In October, the German-Iranian Chamber of Commerce announced that trade between the two countries in the first eight months of 2020 was up 8%, and exceeded 1.1 billion euros. The great majority of the trade consisted of German exports to Iran, including "industrial machines" such as "pumps and compressors" -- once again, the exact type of technology that Tehran could utilize for military purposes.
The Association of Iranian Banks in Europe wrote in July:
"45 percent of the EU exports to Iran came from Germany, which delivered goods worth 555 million Euro, with an increase of 31 percent compared to last year. Germany remains the most important european trade partner of Iran with an increase by 25 percent in trade volume..."
All of these trade numbers and deals between Germany and Iran bespeak a profound indifference to international security and the safety of the Jewish state. This despite Chancellor Angela Merkel's famous declaration to Israel's Knesset in 2008 that the security of the Jewish state is "non-negotiable" for her administration.

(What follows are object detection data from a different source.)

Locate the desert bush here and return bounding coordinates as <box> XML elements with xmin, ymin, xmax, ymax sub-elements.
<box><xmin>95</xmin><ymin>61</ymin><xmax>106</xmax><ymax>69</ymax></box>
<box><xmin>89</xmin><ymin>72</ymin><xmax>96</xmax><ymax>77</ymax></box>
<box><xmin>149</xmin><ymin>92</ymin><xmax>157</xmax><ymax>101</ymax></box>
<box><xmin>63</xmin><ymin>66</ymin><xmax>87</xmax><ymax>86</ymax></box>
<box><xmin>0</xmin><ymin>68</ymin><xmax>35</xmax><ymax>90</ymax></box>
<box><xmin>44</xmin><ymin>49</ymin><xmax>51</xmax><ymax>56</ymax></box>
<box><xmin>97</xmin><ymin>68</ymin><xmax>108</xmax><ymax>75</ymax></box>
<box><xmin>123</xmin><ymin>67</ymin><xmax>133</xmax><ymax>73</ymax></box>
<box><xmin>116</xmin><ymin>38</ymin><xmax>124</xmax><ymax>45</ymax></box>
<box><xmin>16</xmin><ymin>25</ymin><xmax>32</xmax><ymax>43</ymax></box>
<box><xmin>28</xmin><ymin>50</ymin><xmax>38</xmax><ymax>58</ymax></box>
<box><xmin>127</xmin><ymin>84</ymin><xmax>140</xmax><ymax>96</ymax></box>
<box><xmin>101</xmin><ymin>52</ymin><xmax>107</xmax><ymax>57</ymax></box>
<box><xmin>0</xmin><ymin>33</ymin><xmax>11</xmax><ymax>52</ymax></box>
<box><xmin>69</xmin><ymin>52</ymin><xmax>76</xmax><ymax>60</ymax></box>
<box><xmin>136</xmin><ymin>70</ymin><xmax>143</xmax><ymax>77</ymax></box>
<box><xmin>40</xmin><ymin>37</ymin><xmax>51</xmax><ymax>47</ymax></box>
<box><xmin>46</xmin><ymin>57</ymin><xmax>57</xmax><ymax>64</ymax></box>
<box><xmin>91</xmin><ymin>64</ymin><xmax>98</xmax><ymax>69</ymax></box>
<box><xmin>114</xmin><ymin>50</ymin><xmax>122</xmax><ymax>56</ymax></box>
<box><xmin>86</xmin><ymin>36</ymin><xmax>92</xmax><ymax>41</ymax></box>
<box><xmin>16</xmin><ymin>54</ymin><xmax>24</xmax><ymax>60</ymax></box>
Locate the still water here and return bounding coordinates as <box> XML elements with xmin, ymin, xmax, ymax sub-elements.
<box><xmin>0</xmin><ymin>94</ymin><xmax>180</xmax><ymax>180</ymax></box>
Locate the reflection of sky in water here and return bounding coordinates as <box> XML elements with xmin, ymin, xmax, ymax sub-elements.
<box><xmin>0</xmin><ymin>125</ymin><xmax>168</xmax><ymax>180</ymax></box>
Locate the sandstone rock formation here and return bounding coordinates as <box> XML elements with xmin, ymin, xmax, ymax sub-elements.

The massive gap between her rhetoric and her actions belies a largely pro-Iran regime foreign policy. Merkel's version of critical dialogue has built on Genscher's 1984 version. Whereas back then, the U.S. was the object of "critical dialogue" along the lines of Amir Taheri's anecdotal joke and the whipping boy for the German government, both Israel and the U.S. now face the wrath of Merkel's government and the German Bundestag.
Disturbingly, Merkel's administration has shifted away from the West and toward Russia's Vladimir Putin, the Communist Party of China, and the Islamic Republic of Iran.
Europe's most powerful economic engine, Germany, and the rest of the EU have sadly opted to align themselves with the Islamic Republic of Iran on the pressing issues of Iran's nuclear program, and its stomach-turning human rights record.